= Functional spinal unit =

Smallest unit of the spine similar in mechanical mobility to the whole spine

A functional spinal unit (FSU), or motion segment, is the smallest physiological motion unit of the spine to exhibit biomechanical characteristics similar to those of the entire spine.

A FSU consists of two adjacent vertebrae, the intervertebral disc and all adjoining ligaments between them and excludes other connecting tissues such as muscles. The three-joint complex that results is sometimes referred to as the "articular triad".

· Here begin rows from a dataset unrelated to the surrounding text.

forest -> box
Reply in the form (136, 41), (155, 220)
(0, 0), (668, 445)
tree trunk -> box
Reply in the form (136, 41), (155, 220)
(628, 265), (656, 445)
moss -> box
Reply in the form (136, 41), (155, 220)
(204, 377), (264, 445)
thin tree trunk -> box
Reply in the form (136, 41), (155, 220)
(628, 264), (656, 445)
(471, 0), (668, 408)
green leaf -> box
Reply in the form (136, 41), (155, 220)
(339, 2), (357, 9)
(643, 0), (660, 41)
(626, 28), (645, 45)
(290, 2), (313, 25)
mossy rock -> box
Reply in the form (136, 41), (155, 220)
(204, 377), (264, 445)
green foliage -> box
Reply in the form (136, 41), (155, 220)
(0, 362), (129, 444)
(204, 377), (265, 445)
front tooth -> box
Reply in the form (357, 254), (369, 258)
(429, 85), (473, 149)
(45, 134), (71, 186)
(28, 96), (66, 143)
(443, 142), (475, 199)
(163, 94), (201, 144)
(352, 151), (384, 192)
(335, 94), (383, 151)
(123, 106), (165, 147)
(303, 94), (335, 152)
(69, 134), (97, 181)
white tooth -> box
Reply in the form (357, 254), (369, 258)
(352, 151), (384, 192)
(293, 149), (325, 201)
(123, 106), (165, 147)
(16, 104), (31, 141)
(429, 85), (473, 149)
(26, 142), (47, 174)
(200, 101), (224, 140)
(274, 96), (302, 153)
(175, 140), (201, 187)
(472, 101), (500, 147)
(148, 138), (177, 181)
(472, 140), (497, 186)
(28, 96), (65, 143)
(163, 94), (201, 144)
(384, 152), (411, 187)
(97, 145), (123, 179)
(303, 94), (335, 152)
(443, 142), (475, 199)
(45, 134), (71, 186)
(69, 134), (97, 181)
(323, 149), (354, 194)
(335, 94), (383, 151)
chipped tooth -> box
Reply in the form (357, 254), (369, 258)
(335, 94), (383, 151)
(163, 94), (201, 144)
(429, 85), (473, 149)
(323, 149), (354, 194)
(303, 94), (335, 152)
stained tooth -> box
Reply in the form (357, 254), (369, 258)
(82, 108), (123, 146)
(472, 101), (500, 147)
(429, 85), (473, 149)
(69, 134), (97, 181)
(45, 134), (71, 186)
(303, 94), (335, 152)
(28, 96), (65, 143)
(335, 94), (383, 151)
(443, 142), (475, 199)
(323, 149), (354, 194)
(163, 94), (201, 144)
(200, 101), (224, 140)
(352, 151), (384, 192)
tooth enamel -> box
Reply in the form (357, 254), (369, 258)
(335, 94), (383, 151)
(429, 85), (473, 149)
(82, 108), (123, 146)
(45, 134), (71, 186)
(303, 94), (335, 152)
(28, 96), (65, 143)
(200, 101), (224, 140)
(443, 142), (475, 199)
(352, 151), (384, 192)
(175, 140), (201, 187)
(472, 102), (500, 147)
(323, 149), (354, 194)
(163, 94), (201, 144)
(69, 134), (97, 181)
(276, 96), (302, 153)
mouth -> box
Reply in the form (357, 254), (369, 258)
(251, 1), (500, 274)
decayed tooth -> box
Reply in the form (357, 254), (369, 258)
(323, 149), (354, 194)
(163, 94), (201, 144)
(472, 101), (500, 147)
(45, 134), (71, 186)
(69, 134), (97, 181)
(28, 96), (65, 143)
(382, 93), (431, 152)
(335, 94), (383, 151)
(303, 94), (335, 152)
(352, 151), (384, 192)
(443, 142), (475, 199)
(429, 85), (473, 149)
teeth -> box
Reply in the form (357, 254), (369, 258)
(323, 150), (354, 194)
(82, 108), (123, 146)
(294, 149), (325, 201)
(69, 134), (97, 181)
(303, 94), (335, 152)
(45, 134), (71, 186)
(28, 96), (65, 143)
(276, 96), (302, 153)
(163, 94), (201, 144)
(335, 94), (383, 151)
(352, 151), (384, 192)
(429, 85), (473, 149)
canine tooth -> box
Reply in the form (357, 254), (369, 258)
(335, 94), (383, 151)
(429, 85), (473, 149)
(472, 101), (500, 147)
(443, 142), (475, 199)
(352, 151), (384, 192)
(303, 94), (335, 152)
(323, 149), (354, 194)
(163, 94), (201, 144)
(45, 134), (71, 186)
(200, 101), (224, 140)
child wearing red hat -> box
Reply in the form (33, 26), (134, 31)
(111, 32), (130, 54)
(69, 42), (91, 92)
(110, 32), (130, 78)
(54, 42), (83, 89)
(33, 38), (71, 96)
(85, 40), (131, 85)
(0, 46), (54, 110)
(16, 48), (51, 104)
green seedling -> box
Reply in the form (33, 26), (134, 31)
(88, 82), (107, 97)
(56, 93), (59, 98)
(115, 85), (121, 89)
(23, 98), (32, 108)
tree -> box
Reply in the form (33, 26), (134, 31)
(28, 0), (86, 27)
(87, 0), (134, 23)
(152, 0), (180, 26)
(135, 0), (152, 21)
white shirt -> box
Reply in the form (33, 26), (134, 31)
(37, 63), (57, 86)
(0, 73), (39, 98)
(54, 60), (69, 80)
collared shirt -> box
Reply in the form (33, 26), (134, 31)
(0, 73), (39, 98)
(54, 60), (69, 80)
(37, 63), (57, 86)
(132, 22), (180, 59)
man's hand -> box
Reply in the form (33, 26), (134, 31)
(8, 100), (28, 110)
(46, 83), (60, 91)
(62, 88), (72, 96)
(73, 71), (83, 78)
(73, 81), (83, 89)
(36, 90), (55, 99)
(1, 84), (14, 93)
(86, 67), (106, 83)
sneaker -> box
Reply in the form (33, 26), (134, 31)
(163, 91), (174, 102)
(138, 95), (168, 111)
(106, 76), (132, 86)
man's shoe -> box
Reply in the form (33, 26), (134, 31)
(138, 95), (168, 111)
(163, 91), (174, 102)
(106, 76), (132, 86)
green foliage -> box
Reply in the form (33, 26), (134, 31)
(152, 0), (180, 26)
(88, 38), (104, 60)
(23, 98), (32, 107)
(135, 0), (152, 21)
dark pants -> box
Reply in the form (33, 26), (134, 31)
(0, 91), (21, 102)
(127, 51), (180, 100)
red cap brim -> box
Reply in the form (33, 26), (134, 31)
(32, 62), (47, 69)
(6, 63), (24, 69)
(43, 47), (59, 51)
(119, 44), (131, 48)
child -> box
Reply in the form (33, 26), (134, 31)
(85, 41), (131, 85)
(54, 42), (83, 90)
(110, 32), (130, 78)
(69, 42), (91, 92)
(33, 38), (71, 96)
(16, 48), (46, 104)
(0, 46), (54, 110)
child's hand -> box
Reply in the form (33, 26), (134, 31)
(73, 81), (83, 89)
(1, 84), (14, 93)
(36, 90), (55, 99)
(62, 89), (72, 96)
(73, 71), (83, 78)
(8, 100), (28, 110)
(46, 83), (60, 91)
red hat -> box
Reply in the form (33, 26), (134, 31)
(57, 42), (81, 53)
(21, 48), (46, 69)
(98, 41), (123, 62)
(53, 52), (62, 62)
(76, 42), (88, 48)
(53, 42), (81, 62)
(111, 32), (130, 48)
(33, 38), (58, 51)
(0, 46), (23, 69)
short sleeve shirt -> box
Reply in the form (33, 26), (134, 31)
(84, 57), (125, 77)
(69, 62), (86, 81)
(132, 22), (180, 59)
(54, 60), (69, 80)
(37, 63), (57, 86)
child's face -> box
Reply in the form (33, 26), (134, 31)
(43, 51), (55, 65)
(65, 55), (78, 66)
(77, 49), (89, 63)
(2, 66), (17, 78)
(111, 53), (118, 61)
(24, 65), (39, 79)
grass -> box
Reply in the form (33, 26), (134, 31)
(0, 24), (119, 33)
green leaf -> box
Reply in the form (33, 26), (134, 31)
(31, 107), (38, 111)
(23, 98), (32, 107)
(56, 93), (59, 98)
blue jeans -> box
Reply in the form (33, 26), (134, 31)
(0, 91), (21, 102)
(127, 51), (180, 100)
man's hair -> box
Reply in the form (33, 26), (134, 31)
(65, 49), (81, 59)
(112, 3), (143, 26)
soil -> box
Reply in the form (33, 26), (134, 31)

In vitro studies of isolated or multiple FSU's are often used to measure biomechanical properties of the spine. The typical load-displacement behavior of a cadaveric FSU specimen is nonlinear. Within the total range of passive motion of any FSU, the typical load-displacement curve consists of 2 regions or 'zones' that exhibit very different biomechanical behavior. In the vicinity of the resting neutral position of the FSU, this load-displacement behavior is highly flexible. This is the region known as the 'neutral zone', which is the motion region of the joint where the passive osteoligamentous stability mechanisms exert little or no influence. During passive physiological movement of the FSU, motion occurs in this region against minimal internal resistance. It is a region in which a small load causes a relatively large displacement. The 'elastic zone' is the remaining region of FSU motion that continues from the end of the neutral zone to the point of maximum resistance (provided by the passive osteoligamentous stability mechanism), thus limiting the range of motion.